As described in Note 10 – Equity (Deficit), we received proceeds of approximately $ 9.7 million, net of offering costs, of a direct placement registered in October 2021, upon the issuance of 5,000 shares of Series B-1 Convertible Preference Shares and 5,000 shares of Series B-2 Convertible Preference Shares.

Debt financing and equity 2020

As described in   Note 5- Convertible Notes  , we received aggregate gross
proceeds of $25.0 million upon the first and second closings of convertible
senior secured promissory notes pursuant to the Securities Purchase and Security
Agreement with certain affiliates of Baker Bros. Advisors LP as purchasers
during the second quarter of 2020. We also received gross proceeds of $25.0
million from the closing of convertible unsecured promissory notes pursuant to
the Adjuvant Purchase Agreement during the fourth quarter of 2020.

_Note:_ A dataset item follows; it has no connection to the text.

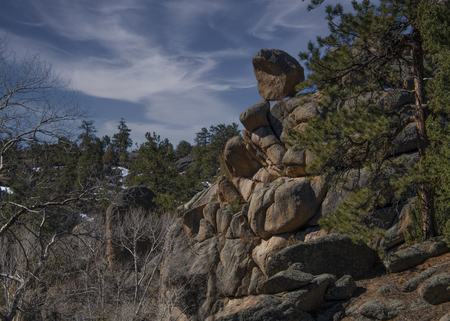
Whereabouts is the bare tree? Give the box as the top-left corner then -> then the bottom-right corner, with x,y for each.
0,39 -> 89,237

As described in   Note 10- Stockholders' Equity (Deficit)  , we received net
aggregate proceeds of $103.7 million in June 2020 upon the issuance and sale of
31,700,000 shares of our common stock from our 2020 Public Offering and net
aggregate proceeds of $3.8 million during the first half of 2020 upon the
issuance and sale of 676,656 shares of our common stock pursuant to the "at the
market" (ATM) program. The ATM program was terminated in June 2020.